【Spark MLlib】（七）Spark MLlib 中随机森林 RF（Random Forest）源码深度解析云祁°的博客-大数据

02 六月

星期二, 02 六月 2020 21:01 Last Updated on 星期二, 02 六月 2020 21:01 0 Comments

文章目录

四、源码分析

五、特征处理

5.1 数据结构

5.2 连续特征处理

5.3 离散特征

5.3.1 split

六、样本处理

七、随机森林训练

7.1 数据结构

7.1.1 Node

7.1.2 Entropy

7.1.2.1 Entropy

一、背景

使用 Spark 机器学习库来做机器学习工作，可以说是非常的简单，通常只需要在对原始数据进行处理后，然后直接调用相应的 API 就可以实现。但是要想选择合适的算法，高效准确地对数据进行分析，可能还需要深入了解下算法原理，以及相应 Spark MLlib API 实现的参数的意义。

目前，Spark MLlib 中实现了 tree 相关的算法，决策树 DT（DecisionTree），随机森林 RF（Random Forest），GBDT（Gradient Boosting Decision Tree），其基础都是RF，DT 是 RF 一棵树时的情况，而 GBDT 则是循环构建DT，GBDT与DT的代码是非常简单明了的，本文会对 Random Forest 的源码进行分析，介绍 Spark 在实现过程中使用的一些技巧。

二、决策树与随机森林

首先我们来对决策树和随机森林进行简单的了解：

决策树 GBDT-Decision Tree(DT)

关键问题
- 节点分裂：使用的特征及阈值
  - 特征选取：最小均方差、信息增益（ID3）、信息增益率（C4.5）
  - 阈值：从特征值中选取、等步长选取最大最小值之间的值
- 叶子节点的值：叶子所属数据的均值（回归）、对应类别（分类）
- 截止条件：达到叶子节点数上限、继续划分无法使误差减小

【Spark MLlib】（七）Spark MLlib 中随机森林 RF（Random Forest）源码深度解析云祁°的博客-大数据
在决策树的训练中，如上图所示，就是从根节点开始，不断的分裂，直到触发截止条件，在节点的分裂过程中要解决的问题其实就两个：

分裂点：一般就是遍历所有特征的所有特征值，选取impurity最大的分成左右孩子节点，impurity的选取有信息熵（分类），最小均方差（回归）等方法
预测值：一般取当前最多的class（分类）或者取均值（回归）

随机森林

随机森林就是构建多棵决策树投票，在构建多棵树过程中，引入随机性，一般体现在两个方面，一是每棵树使用的样本进行随机抽样，分为有放回和无放回抽样。二是对每棵树使用的特征集进行抽样，使用部分特征训练。

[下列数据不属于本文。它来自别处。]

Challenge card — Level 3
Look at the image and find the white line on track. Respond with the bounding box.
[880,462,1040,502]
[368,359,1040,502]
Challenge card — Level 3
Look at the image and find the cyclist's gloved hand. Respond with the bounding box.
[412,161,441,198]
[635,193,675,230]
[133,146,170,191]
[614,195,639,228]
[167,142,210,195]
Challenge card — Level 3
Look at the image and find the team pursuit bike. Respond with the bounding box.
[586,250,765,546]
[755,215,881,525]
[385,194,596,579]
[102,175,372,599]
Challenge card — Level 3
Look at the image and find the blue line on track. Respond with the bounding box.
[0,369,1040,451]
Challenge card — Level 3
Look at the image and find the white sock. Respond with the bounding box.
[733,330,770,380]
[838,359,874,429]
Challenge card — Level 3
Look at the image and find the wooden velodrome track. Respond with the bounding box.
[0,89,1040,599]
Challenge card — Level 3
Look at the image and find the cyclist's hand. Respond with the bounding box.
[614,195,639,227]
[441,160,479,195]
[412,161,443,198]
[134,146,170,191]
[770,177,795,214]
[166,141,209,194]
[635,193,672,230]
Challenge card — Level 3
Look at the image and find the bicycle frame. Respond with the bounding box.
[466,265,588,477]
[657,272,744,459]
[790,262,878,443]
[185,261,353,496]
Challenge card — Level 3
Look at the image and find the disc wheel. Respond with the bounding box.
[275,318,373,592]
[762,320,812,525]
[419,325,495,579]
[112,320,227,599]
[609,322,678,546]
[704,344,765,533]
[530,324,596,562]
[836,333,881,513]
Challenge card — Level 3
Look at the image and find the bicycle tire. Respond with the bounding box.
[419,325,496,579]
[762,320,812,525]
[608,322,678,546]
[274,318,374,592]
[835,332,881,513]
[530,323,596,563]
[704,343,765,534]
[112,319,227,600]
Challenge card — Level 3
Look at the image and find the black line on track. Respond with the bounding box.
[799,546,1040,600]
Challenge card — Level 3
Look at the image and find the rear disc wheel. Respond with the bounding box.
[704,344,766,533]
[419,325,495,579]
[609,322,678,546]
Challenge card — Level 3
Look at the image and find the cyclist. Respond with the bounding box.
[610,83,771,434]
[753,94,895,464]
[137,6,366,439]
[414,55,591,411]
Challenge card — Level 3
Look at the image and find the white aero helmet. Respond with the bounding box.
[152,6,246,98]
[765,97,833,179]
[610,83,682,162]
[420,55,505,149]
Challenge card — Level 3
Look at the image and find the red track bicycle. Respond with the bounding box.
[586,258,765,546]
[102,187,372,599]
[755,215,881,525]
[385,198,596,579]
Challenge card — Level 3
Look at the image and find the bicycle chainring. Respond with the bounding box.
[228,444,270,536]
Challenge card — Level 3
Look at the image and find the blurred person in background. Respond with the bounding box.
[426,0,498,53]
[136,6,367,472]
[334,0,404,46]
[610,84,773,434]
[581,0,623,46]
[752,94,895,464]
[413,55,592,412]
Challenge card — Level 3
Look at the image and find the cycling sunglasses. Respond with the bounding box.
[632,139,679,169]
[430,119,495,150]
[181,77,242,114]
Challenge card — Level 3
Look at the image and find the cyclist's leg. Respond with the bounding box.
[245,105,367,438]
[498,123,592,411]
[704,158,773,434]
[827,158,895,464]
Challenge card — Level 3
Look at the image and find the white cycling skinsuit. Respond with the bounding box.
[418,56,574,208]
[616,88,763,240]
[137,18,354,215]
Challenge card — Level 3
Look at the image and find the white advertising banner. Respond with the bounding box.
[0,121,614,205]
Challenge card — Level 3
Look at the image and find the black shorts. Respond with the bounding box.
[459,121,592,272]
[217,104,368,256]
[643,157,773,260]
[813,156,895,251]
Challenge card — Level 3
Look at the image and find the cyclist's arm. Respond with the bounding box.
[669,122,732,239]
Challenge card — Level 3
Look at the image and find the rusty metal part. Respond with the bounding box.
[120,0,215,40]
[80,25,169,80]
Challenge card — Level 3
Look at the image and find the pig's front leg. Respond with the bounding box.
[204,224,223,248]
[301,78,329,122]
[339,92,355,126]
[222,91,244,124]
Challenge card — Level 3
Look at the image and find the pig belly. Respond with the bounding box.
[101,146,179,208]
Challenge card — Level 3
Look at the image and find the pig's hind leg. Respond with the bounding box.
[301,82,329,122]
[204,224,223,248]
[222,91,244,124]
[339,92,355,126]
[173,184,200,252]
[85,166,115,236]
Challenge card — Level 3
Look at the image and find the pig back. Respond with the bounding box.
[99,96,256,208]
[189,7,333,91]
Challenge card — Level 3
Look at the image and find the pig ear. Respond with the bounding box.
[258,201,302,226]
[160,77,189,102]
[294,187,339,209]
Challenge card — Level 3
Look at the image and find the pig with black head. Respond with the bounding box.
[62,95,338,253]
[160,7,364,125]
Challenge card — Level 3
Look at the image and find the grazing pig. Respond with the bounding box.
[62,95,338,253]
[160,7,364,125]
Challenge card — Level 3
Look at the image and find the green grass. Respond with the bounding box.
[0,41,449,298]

在训练过程中，如果单机内存能放下所有样本，可以用多线程同时训练多棵树，树之间的训练互不影响。

三、Spark RF 优化策略

Spark MLlib 在实现随机森林(Random Forest) 时，我们可以使用一些优化技巧，提高训练效率。

3.1 逐层训练

当样本量过大，单机无法容纳时，只能采用分布式的训练方法，数据是在集群中的多台机器存放，如果按照单机的方法，每棵树完全独立访问样本数据，则样本数据的访问次数为数的个数k*每棵树的节点数N，相当于深度遍历。在spark的实现中，因为数据存放在不同的机器上，频繁的访问数据效率非常低，因此采用广度遍历的方法，每次构造所有树的一层，例如如果要训练10棵树，第一次构造所有树的第一层根节点，第二次构造所有深度为2的节点，以此类推，这样访问数据的次数降为树的最大深度，大大减少了机器之间的通信，提高训练效率。

3.2 样本抽样

当样本存在连续特征时，其可能的取值可能是无限的，存储其可能出现的值占用较大空间，因此spark对样本进行了抽样，抽样数量

val requiredSamples = math.max(metadata.maxBins * metadata.maxBins, 10000)

最少抽样1万条，当然这样会降低模型精度。

3.3 特征装箱

其实没什么神秘的，每个离散特征值(对于连续特征，先离散化)称为一个Split，上下限[lowSplit, highSplit]组成一个bin，也就是特征装箱，默认的maxBins是32。对于连续特征，离散化时的bin的个数就是maxBins，采用等频离散化；对于有序的离散特征，bin的个数是特征值个数+1；对于无序离散特征，bin的个数是2^(M-1)-1，M是特征值个数。

四、源码分析

从官方给出的分类demo开始，逐层分析其实现

4.1 训练数据的解析

主要是LabelPoint的构造，官方demo中要求训练数据是LibSVM格式的

parsed.map { case (label, indices, values) =>       LabeledPoint(label, Vectors.sparse(d, indices, values))     }

可以看到LabelPoint有两个成员，第一个是样本label，第二个是稀疏向量SparseVector，d是其size，在这里其实是特征数，indices是实际非0特征的index，values里面是实际的特征值，这里需要注意的是，SVN格式的特征index是从0开始的，这里进行了-1，变成从0开始了。

4.2 demo中训练参数说明

官方demo中只设置了部分参数

val model = RandomForest.trainClassifier(trainingData, numClasses, categoricalFeaturesInfo,       numTrees, featureSubsetStrategy, impurity, maxDepth, maxBins)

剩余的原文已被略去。